Когда рвота прекратилась, я уселся на пол, прижавшись лбом к острому металлическому краю мусорной корзины, а на заднем фоне все так же посверкивает раздражающе музычка из детского балета: господи, я даже не напился, проблевался только. Слышно было, как в коридоре гогочут американцы, смеются, громко прощаются, расходясь по номерам: старые друзья-однокашники, теперь трудятся в финансах, опыт работы в сфере корпоративного права — не менее пяти лет, Фиона осенью пойдет в первый класс, в Окландии все спокойно, ну все, спокойной вам ночи, блин, ребята, как же мы вас любим, — и у меня могла бы быть такая жизнь, да только я ее не хотел. Это было последнее, что я запомнил, перед тем как, шатаясь, встал на ноги, вырубил дурацкую музыку и — желудок так и скручивало — рухнул на кровать лицом вниз, словно с моста прыгнул, в номере горели все лампы, а я улетал от света, и над головой у меня смыкалась темнота.
В детстве, после маминой смерти, я, засыпая, изо всех сил думал о ней, вдруг она мне приснится, только она мне так и не приснилась. Точнее, снилась-то она мне постоянно, но то были сны, не в которых она была, а в которых ее не было: сквозняк бродит по дому, откуда она только что ушла, на листке из блокнота — несколько строк ее почерком, запах ее духов, улицы в странных затерянных городах, по которым она — я это точно знал — только что ходила, но теперь ее тут нет, ее тень скользит, удаляясь, по залитой солнцем стене. Иногда я видел ее в толпе, в отъезжающем такси, и дорожил этими мимолетными видениями, хоть ни разу и не сумел ее догнать. В конце концов она всегда от меня ускользала: я всегда пропускал ее звонок, или терял ее номер, или прибегал, пыхтя и задыхаясь, к тому месту, где мы должны были встретиться, и обнаруживал, что она уже ушла. Когда я вырос, к этим моим вечным промахам добавилась еще более тяжелая и неприятная тревога: я с ужасом узнавал, или вспоминал, или слышал от самых странных людей, что она живет на другом конце города в какой-то жуткой халупе, куда я по необъяснимым причинам за много лет так ни разу и не наведался. Обычно я лихорадочно пытался поймать такси или добраться до нее — и тут просыпался. В этих неотвязных сценариях было что-то такое, почти до жестокого однообразное, что напоминало мне одного нервного дельца с Уолл-стрит, мужа одной из клиенток Хоби, который, как на него найдет, начинал рассказывать три истории про то, как он воевал во Вьетнаме, вечно одни и те же, всегда — с одними и теми же механическими словами и жестами: одно и то же «трра-та-та» пулеметов, рубит ладонью воздух — всегда в одном и том же месте. Лица у всех обычно застывали, когда он, пропустив стаканчик после ужина, откатывал свою программу, которую мы видели уже миллион раз и в которой (как и у меня, бегавшего все по тому же беспощадному замкнутому кругу ночь за ночью, год за годом, сон за сном) не допускалось перемен и вариаций. Он всегда спотыкался об один и тот же корень, ему никогда не удавалось успеть к своему другу Гейджу, так же как и мне — никогда не удавалось найти маму.

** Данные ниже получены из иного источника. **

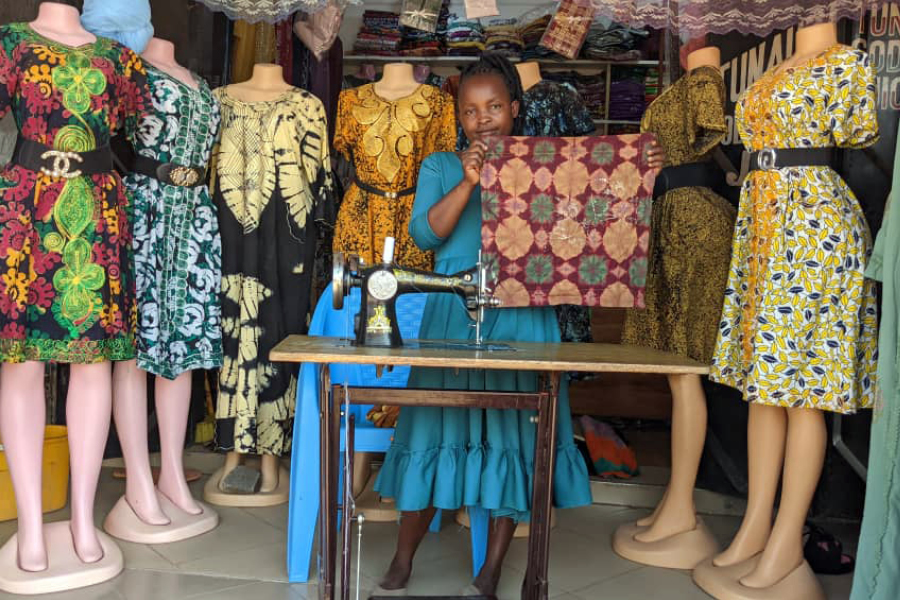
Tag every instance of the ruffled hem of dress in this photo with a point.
(169, 371)
(496, 479)
(67, 351)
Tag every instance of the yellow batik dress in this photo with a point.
(386, 141)
(799, 325)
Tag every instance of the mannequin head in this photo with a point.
(490, 98)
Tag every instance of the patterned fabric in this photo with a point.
(272, 170)
(270, 11)
(177, 249)
(691, 228)
(759, 17)
(386, 141)
(67, 287)
(568, 28)
(799, 322)
(566, 220)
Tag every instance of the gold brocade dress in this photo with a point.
(691, 227)
(799, 323)
(386, 141)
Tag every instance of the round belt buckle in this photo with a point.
(766, 159)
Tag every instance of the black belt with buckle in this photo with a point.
(702, 174)
(374, 190)
(61, 164)
(169, 173)
(771, 159)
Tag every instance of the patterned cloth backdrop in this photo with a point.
(567, 220)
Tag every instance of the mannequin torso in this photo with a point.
(61, 23)
(161, 54)
(266, 83)
(397, 81)
(530, 74)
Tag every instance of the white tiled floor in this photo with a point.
(244, 558)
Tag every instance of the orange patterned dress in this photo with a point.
(799, 324)
(386, 141)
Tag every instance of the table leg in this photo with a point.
(536, 585)
(327, 500)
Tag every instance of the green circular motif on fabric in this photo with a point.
(593, 270)
(539, 269)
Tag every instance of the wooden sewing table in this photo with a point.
(550, 360)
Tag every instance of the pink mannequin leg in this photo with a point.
(130, 412)
(22, 416)
(173, 400)
(88, 410)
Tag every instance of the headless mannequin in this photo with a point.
(397, 81)
(265, 84)
(783, 443)
(172, 396)
(22, 412)
(530, 74)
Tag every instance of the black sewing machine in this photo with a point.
(376, 323)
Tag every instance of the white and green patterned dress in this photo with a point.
(178, 251)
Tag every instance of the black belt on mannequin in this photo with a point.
(169, 173)
(770, 159)
(688, 175)
(61, 164)
(385, 194)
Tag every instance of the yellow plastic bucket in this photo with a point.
(55, 482)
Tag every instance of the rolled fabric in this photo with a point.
(126, 21)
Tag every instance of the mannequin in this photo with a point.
(530, 74)
(397, 81)
(784, 443)
(140, 516)
(672, 536)
(70, 554)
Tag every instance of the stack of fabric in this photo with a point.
(612, 42)
(502, 37)
(591, 88)
(464, 37)
(379, 35)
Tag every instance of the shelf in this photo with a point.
(464, 60)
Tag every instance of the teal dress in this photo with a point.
(454, 457)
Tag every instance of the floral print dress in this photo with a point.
(178, 252)
(67, 286)
(799, 325)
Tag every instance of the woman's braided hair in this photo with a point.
(497, 64)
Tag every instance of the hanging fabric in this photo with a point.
(270, 11)
(760, 17)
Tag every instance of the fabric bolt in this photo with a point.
(877, 573)
(386, 141)
(569, 27)
(126, 21)
(67, 289)
(691, 228)
(271, 176)
(566, 220)
(177, 248)
(452, 457)
(799, 322)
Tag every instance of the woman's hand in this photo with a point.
(473, 159)
(656, 156)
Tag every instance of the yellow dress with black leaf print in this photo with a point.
(799, 323)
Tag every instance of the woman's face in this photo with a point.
(485, 107)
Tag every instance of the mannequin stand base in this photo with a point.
(213, 495)
(65, 571)
(123, 523)
(372, 506)
(724, 583)
(522, 529)
(681, 551)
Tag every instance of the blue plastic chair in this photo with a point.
(304, 497)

Но в ту ночь наконец-то я ее нашел. Или точнее: она меня нашла. Казалось, что это какой-то особый случай, какой бывает всего раз, хотя, может быть, в какую-нибудь другую ночь, в каком-нибудь другом сне — может, когда я буду лежать при смерти, она снова вот так придет ко мне, хотя это я, наверное, хочу слишком многого. Но уж точно я бы меньше боялся смерти (не только своей смерти, но и смерти Велти, смерти Энди, Смерти — в целом), если б знал, что у дверей нас встретит кто-то знакомый, потому что — я пишу это сейчас и чуть не плачу — я вспомнил, как Энди с ужасом на лице говорил мне о том, что кроме моей мамы он не знал никого, кто бы умер и кого бы он при этом любил. А потому, может, когда Энди, отплевываясь и кашляя, вынырнул в страну с другой стороны воды, может быть, это моя мама склонилась над ним и встретила его на чужестранных берегах. А может, такие надежды глупо даже озвучивать. А может, глупо как раз этого не делать.